There are more than a few parallels between Nic and Olandria from Love Island USA Season 7 and Prince Harry and Meghan Markle. No, Nic isn’t the prince of the world’s most dangerous colonizer, but he is a 6’3” green-eyed model, tall, gentle, affectionate, and desired. And like Meghan, Olandria landed the man many people silently or openly believe she shouldn’t have.
For Meghan, the offense was daring to be even a little Black in the house of empire. For Olandria, it’s being a dark-skinned, Southern Black woman with sharp, striking features and having a white man choose her, protect her, and publicly adore her in a space that historically treats Black women as the friend, the filler, the footnote.
The backlash, in both cases, reveals more about the public than about the couples themselves.
When Meghan and Harry’s relationship became public, the British press lost its mind. Headlines turned feral. Every move was villainized. Meghan became the destroyer of tradition, the manipulator, the problem. The public simply could not accept that this woman – biracial, American, assertive, proud – was not only chosen but defended. Harry’s open love was treated as weakness. Meghan’s presence was framed as intrusion. It wasn’t love, it was betrayal.
Now, on Love Island USA, Olandria and Nic face a modern, Instagram-filtered version of the same dynamic. But instead of calling her a manipulator, the language has evolved.
“They’re being pushed by producers.”
“It’s giving fake.”
“There’s no spark.”
“This feels forced.”
Calling a couple “forced” or a “production couple” is a subtler kind of violence – one that casts doubt on the authenticity of their connection without needing to say the quiet part out loud.
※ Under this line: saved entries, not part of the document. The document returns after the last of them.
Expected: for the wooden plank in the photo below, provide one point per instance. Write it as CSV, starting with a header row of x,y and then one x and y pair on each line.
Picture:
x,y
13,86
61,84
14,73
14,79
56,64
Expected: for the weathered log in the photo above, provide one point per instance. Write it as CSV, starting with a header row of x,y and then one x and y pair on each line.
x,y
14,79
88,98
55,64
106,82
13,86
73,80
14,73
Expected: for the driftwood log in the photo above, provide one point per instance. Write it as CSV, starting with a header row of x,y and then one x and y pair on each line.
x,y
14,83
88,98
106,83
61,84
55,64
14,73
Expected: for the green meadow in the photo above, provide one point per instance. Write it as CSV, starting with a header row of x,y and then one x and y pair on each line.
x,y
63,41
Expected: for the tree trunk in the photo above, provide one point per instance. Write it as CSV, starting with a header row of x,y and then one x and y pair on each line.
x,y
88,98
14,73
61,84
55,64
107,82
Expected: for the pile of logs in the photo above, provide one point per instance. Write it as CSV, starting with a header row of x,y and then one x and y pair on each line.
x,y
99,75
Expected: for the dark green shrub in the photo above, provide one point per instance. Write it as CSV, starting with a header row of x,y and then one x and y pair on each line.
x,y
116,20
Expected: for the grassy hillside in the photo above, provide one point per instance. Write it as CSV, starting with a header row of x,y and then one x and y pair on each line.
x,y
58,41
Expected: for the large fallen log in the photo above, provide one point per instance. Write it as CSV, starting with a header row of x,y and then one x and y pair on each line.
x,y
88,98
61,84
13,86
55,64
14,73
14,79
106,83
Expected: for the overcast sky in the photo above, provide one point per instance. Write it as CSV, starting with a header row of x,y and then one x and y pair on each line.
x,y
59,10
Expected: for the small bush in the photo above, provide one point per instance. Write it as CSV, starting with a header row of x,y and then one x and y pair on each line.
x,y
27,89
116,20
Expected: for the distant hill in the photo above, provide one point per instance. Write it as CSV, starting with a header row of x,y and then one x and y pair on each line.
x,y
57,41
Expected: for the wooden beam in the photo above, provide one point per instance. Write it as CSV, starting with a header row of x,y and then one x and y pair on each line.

It suggests that Olandria could not be the natural choice. That the show must have nudged Nic in her direction to check a diversity box. That her desirability is not intrinsic but engineered. That it is not chemistry, it’s optics.
Let’s be honest about who this narrative serves and who it excludes.
This isn’t just discomfort from white viewers. Olandria and Nic also face scrutiny from some Black women, many of whom have internalized the same beauty standards that have long devalued them. There are Black women online questioning whether Olandria is “pretty enough” to have pulled Nic. Some of it is jealousy disguised as objectivity. But much of it is pain – the ache of never having been loved out loud, never having been chosen in the daylight, never having seen someone like themselves be the fantasy. For them, Olandria represents both what they want and what they have been taught they cannot have.
Then there is the Black male backlash – sharp, bitter, and revealing. Some Black men, raised in a culture that told them Black women were loud, combative, unworthy, chose to seek validation through whiteness. They have spent years positioning proximity to white women as status, as proof they have made it. But here comes Nic, a white man, standing ten toes down for a Black woman. Unbothered. Clear-eyed. Soft. Loving. That dissonance stings. It challenges the lie they were sold and the choices they made based on it.
So they lash out. Not at the systems that taught them to devalue Blackness, but at Olandria, for disrupting the narrative.
That is the part no one wants to say out loud. A Black woman being adored disrupts everyone’s fantasy, including some of our own.
Because her being loved this way – freely, publicly, completely – forces people to confront how much they have settled, compromised, or participated in their own erasure.
So no, Olandria and Nic are not “forced.”
They are forbidden in the eyes of a culture still clinging to the lie that Black women must earn love through pain, silence, or exceptionalism.
They are not a production couple.
They are a problem for people who cannot accept that a Black woman can be the one chosen first, chosen boldly, chosen without apology – not despite who she is, but because of it.
And that is what some people – white, Black, and in between – will always try to tear down.
But the truth remains.
She was wanted. Chosen. Loved.
And for some, that is the most unforgivable thing of all.